The twisting and contorting bodies of prisoners are trapped in one corner of the mural, as a phoenix unfurls its vast, bright-orange wings, drawing the eyes upward. Vivid memories from past and present incarcerated convicts haunt the bottom of the portrait. In the middle, a clock showcases the time left in jail and hints of hope for a future shown above, with teachers shaking hands and passing diplomas off to smiling graduating students.The mural, “From Incarceration to Liberation,” is a collaboration between SF State’s Project Rebound and the True Colors Mural Project of Berkeley City College. It was unveiled Thursday from 5-8 p.m. at the ASI Art Gallery in the Cesar Chavez Student Center, and the exhibition will run from Dec. 4 through Jan. 28. It aims to represent a new approach to crime and incarceration in the United States. The mural combines the visions of those with first-hand experience and knowledge of life inside the U.S. prison system.
The mural project started as a collaboration inspired by the passing of former SF State professor and creator of Project Rebound John Irwin in 2010, according to Jason Bell, director of the organization.
Project Rebound, which was created by Irwin in 1967, is a program dedicated to helping formerly incarcerated students reintegrate themselves into a college environment. According to Project Rebound’s website, their focus is on using “education as an alternative to incarceration” and “turning former prisoners to scholars.”
“After John Irwin passed away, we always said that we would do something in his legacy,” Bell said. ”We created an endowment scholarship and the mural was always in the back of my mind. We have been working on it the last two years with a famous muralist named Juana Alicia Araiza.”
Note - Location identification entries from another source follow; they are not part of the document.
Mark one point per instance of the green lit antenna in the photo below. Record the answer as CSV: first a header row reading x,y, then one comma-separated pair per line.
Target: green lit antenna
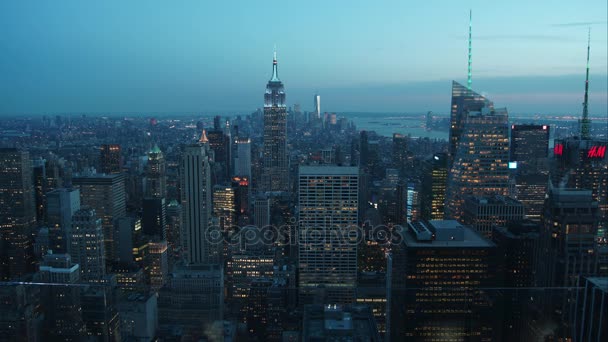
x,y
585,122
469,81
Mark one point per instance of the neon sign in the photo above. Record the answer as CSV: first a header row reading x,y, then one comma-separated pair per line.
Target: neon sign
x,y
596,152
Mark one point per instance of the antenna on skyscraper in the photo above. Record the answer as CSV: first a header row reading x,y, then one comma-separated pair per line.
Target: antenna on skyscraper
x,y
470,34
585,123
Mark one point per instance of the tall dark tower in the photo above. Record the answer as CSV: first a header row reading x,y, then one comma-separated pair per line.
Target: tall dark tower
x,y
585,122
109,158
274,160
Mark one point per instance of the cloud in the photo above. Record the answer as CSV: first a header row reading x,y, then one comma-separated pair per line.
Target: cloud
x,y
584,23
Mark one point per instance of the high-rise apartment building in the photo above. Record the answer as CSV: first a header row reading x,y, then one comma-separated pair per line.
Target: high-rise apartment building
x,y
17,213
87,248
328,212
61,204
109,159
61,304
274,157
156,174
481,162
529,143
242,162
464,101
106,194
196,194
399,151
154,217
483,213
434,187
439,274
567,247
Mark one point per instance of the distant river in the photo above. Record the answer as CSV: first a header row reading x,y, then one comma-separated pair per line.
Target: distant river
x,y
387,124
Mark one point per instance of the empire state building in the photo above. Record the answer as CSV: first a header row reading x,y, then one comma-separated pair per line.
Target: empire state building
x,y
274,163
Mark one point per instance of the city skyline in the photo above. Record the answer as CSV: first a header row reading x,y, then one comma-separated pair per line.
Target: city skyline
x,y
401,61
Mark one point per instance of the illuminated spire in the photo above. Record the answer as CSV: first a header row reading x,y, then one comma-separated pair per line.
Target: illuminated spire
x,y
203,138
275,73
585,122
470,41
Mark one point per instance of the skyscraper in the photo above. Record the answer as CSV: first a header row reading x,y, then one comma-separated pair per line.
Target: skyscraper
x,y
156,174
242,163
224,206
154,217
328,212
88,245
61,204
196,194
440,271
434,187
62,309
275,163
109,159
567,246
483,213
464,100
529,143
17,213
481,162
317,105
106,194
399,151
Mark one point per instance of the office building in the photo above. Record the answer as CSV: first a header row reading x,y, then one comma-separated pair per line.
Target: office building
x,y
17,213
224,207
464,101
261,211
87,248
516,245
328,212
583,164
439,274
157,264
100,315
219,143
336,323
399,151
110,159
196,194
590,321
567,247
483,213
105,193
434,187
154,217
138,314
192,299
61,304
156,174
242,162
61,204
274,156
481,161
529,143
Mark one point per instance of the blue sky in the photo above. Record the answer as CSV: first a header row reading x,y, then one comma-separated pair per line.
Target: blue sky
x,y
73,56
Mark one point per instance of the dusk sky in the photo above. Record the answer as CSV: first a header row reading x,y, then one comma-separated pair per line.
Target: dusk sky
x,y
205,56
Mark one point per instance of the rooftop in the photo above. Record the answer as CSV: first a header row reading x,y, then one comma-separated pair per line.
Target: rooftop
x,y
329,170
443,233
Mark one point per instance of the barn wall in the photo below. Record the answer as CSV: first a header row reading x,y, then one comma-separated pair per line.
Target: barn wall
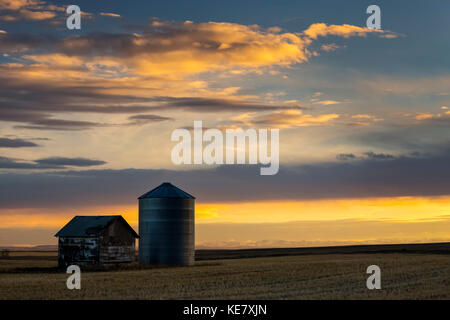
x,y
80,251
117,244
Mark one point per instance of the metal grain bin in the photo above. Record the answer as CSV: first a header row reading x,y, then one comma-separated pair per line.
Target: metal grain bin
x,y
167,226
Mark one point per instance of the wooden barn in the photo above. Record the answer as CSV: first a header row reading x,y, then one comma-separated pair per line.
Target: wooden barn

Araiza, director of True Colors, said she created the mural project with SF State student Yazmin Madriz, whom she had known for over 20 years.“This was something that was close to my heart in terms of dealing with the consequences of a defunded public education system and seeing the money poured into incarcerating my family members, my students and marginalized youth all over the country,” Araiza said.
The inspiration for the mural came in November 2013, when Madriz learned about Project Rebound from one of their interns. Madriz had a friend who was incarcerated at the time, so she reached out to the program for a possible art project, and they told her to submit a proposal.
“I love that attitude about this program: ‘You got an idea, let’s do it,’” Madriz said. “Just like they had an idea to better their lives, and they did it.”
Artist Sonia Molina, a 24-year-old SF State student, worked on drawing prison cells for the mural.
“The themes of the mural touch close to home,” Molina said. “I have friends who have been to prison and have definitely been affected by it. There were some issues with the new art policy for SF State funding the approval. Today we’re hoping to get our funding and get it up there.”
Lina Savage, a 21-year-old studio arts major at SF State, was another artist who collaborated on the mural.
“The figures in the mural represent those who have taken part in the cultivation of Project Rebound and what it stands for,” Savage said. “Whether it be the one individual who we don’t really have a name for, or represents the people who have come through. It means all the people who have taken an effort and who have made change.”